Lip Care to Heaven

Percakapan menggelikan yang terjadi antara dirinya dengan sang suami, Jeffran Arikala, melalui chat pribadi membuat Rere sedikit was-was untuk sekedar membuka pintu kamarnya. Mereka memang belum tidur dalam satu ranjang yang sama karena Rere masih belum terbiasa, namun, hubungan mereka semakin berkembang mengingat beberapa kali mereka sudah berani terang-terangan untuk skinship.

Rere keluar dari dalam kamarnya setelah menunggu hampir lima belas menit suara Jeffran tidak lagi ada di depan pintu kamarnya. Pria itu kadang sangat jahil, buktinya tadi Jeffran terus menggoda Rere dengan mengetuk-ngetuk pintunya.

Rutinitas sebelum tidurnya selain mengaplikasikan skincare ke wajahnya adalah selalu meminum susu cokelat hangat. Oleh karena itu, Rere berjalan mengendap-endap ke dapur guna memasak air.

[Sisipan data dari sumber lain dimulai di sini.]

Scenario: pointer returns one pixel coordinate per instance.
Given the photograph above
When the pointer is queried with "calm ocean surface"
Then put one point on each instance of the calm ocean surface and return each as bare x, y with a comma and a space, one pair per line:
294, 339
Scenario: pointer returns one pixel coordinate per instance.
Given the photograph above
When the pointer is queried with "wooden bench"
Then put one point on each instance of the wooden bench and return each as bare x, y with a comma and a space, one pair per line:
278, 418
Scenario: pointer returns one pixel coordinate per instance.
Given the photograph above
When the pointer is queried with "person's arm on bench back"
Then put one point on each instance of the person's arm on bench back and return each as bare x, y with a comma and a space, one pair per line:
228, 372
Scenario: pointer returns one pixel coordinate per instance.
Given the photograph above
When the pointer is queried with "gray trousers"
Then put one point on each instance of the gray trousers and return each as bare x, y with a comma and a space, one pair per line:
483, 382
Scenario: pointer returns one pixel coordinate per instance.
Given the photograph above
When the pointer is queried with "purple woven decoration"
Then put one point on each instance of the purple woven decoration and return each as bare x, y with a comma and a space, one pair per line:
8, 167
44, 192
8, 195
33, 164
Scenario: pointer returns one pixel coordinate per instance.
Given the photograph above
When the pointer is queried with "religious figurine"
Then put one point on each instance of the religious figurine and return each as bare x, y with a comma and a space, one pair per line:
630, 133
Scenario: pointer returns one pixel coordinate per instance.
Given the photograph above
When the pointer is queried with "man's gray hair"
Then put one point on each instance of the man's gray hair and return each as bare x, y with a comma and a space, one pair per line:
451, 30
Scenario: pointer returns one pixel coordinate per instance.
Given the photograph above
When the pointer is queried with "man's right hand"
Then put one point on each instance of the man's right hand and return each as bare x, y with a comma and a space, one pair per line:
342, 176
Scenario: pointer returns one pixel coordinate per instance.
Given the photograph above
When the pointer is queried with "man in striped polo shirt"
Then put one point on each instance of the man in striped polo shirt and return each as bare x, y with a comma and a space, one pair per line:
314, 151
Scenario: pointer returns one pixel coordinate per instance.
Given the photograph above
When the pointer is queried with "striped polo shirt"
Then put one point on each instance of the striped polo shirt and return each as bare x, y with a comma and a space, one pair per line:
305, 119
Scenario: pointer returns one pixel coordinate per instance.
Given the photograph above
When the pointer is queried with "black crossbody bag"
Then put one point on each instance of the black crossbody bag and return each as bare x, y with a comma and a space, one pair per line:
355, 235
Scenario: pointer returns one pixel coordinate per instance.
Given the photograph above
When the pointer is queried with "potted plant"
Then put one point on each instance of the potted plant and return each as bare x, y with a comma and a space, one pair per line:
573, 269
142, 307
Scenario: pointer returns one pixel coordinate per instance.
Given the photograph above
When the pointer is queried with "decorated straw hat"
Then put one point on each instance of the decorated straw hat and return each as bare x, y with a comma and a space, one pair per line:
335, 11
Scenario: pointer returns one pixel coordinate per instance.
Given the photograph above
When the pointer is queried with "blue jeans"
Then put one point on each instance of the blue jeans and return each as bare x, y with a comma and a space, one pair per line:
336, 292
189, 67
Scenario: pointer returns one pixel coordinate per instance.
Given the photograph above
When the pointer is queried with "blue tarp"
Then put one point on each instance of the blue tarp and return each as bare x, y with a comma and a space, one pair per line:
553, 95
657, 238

Saat menunggu air yang mendidih sambil menjijitkan kakinya ke atas—mengambil serbuk susu cokelat bubuk itu berada—sebuah suara berat yang ia tahu milik Jeffran itu menyapa gendang telinganya. Rere terjengkit hingga mundur satu langkah.

“Ngapain kamu malam-malam ada di dapur?” Jeffran berjalan mendekatinya. Matanya menatap Rere dari atas hingga bawah. Baju tidur dengan tali tipis, celana pendek yang bahkan hampir tertutup oleh atasannya memperlihatkan jenjang kakinya yang tampak mulus. Jeffran berdehem.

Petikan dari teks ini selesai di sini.